I just completed Dan Cederholm’s Bulletproof Web Design : Improving Flexibility and Anticipating the Worst with XHTML and CSS, published by New Riders. I haven’t bought computer books for a while, except in the case of methodological books that allow me to apply technical knowledge in concrete projects.
Dan Cederholm’s goal is to show how to achieve stylish web designs that can stand up to text size enlargements, outright removal of CSS or images in the browser without moving.
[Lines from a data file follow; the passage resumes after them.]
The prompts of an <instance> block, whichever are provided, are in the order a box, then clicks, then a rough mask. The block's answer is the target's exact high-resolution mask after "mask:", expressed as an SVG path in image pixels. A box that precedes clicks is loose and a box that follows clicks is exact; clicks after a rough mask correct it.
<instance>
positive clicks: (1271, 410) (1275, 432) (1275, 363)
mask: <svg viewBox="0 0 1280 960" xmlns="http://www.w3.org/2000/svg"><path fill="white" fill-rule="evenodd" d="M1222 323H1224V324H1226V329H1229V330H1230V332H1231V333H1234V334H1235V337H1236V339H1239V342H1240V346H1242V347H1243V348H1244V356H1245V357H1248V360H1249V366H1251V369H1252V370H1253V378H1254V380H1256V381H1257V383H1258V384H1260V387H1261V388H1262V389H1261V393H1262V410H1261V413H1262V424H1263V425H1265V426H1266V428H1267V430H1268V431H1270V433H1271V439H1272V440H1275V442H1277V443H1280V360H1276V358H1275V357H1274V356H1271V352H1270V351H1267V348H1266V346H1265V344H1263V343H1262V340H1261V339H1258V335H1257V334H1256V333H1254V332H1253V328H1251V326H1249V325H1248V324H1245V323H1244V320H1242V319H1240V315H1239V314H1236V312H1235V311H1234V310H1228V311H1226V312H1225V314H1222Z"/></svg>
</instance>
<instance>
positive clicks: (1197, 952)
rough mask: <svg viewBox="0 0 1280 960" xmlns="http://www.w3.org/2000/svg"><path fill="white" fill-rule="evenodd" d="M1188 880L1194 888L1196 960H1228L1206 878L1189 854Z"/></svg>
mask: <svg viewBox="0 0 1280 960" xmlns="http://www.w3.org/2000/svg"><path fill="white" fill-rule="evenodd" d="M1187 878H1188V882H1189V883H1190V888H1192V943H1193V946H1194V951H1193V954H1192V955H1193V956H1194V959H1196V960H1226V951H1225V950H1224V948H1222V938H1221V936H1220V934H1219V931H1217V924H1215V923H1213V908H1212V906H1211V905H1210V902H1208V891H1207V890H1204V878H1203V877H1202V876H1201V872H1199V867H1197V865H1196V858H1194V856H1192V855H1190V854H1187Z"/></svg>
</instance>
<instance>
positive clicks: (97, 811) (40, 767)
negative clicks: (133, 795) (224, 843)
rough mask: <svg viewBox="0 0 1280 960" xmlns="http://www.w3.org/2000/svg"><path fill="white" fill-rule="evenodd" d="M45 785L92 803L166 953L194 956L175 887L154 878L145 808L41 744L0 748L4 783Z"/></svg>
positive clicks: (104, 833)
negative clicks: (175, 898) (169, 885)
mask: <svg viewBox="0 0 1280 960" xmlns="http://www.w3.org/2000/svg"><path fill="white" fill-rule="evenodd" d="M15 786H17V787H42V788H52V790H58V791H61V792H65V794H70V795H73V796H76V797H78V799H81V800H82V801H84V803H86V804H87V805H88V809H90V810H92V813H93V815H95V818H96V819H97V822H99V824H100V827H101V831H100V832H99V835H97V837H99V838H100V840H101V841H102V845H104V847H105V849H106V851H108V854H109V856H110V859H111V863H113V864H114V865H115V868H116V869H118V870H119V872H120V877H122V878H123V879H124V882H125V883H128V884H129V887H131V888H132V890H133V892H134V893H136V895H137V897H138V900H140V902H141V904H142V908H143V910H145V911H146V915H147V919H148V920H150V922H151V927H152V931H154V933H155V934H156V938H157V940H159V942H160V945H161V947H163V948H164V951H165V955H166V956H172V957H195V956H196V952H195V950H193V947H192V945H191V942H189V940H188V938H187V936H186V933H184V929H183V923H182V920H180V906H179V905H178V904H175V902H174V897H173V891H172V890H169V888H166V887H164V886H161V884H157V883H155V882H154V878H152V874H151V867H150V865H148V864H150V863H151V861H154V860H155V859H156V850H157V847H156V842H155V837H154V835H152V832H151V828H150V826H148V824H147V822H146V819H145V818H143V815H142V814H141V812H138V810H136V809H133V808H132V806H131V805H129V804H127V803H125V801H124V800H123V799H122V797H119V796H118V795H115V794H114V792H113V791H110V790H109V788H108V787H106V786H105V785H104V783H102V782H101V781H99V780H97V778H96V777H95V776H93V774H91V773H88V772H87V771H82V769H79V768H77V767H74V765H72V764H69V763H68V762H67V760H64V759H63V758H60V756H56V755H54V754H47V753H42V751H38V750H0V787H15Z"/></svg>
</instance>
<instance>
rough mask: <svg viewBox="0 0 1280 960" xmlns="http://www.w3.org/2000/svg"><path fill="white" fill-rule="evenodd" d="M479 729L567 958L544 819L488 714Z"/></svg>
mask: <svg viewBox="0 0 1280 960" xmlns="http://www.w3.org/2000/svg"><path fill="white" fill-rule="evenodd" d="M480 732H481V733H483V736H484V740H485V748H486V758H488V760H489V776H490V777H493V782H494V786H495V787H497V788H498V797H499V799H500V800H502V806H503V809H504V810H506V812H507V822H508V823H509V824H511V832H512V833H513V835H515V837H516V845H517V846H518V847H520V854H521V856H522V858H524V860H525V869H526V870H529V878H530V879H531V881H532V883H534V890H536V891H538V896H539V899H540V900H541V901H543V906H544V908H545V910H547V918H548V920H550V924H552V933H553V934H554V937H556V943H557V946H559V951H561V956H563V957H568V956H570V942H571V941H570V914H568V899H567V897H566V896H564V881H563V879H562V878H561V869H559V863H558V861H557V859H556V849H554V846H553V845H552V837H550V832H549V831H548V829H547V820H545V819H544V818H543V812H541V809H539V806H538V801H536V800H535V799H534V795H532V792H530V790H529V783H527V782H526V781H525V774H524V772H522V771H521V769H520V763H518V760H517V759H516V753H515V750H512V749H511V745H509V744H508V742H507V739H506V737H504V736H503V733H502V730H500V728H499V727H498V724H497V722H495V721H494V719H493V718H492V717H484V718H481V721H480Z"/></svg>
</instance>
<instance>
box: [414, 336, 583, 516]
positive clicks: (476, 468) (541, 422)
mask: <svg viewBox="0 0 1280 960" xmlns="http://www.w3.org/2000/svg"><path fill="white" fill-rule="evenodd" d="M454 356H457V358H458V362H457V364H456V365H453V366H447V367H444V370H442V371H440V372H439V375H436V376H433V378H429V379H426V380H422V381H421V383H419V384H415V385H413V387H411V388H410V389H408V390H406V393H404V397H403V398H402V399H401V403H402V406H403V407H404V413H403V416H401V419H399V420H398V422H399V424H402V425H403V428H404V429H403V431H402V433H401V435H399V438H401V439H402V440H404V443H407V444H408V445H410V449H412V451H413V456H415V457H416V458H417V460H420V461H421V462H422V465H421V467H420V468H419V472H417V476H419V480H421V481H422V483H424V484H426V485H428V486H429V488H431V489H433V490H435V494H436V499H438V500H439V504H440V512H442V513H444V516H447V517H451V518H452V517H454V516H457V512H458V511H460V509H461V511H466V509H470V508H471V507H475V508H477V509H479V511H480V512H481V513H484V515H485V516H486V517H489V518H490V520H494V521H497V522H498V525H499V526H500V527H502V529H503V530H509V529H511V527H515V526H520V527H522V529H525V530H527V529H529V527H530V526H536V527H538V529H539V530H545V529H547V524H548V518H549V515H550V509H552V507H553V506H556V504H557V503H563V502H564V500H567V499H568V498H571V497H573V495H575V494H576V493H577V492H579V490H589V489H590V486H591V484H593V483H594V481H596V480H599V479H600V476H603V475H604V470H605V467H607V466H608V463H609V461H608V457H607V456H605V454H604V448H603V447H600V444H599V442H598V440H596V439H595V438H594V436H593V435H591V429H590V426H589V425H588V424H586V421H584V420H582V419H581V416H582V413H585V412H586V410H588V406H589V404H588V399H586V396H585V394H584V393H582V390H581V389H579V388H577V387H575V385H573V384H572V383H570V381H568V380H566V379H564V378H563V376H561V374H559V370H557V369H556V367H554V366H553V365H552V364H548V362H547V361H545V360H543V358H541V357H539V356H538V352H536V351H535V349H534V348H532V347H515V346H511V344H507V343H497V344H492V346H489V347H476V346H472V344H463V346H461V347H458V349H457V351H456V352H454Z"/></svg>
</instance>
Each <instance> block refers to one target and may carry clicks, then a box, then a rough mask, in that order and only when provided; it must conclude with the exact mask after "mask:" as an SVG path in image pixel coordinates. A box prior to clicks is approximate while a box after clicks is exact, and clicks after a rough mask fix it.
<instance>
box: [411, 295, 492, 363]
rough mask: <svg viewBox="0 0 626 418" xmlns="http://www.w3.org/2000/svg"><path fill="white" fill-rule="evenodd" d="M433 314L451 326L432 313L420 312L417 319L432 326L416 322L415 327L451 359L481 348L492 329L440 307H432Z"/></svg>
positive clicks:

Each chapter is divided into four parts:
- What we usually find: the most commonly used methods in web design to achieve the point studied in the chapter.
- Why it’s not bulletproof: such a beautiful result can quickly become catastrophic.
- What would have to be done to achieve a good result, with generally a substantial saving of HTML tags.
- Why this method is bulletproof.
The summary covers a good part of the cases encountered in the development of a modern site:
- Flexible text.
- Adaptable navigation.
- More flexible table columns (reminder: for tabulated data, <table> is not BAD).
- Play well with floating elements.
- Indestructible boxes.
- How about turning off images and CSS?
- Adapt your paintings.
- Fluid layouts.
- A practical case.
I honestly enjoyed reading this book, which taught me a few things that I had already thought about but never really thought about, like expandable boxes. A plus for the accessibility of the sites. The book is very well presented, clear, concise, colorful and illustrated, in short, pleasant to read. The opposite of O’Reilly, so technically rich, but much more austere to approach. I only regret one thing: that it is so short.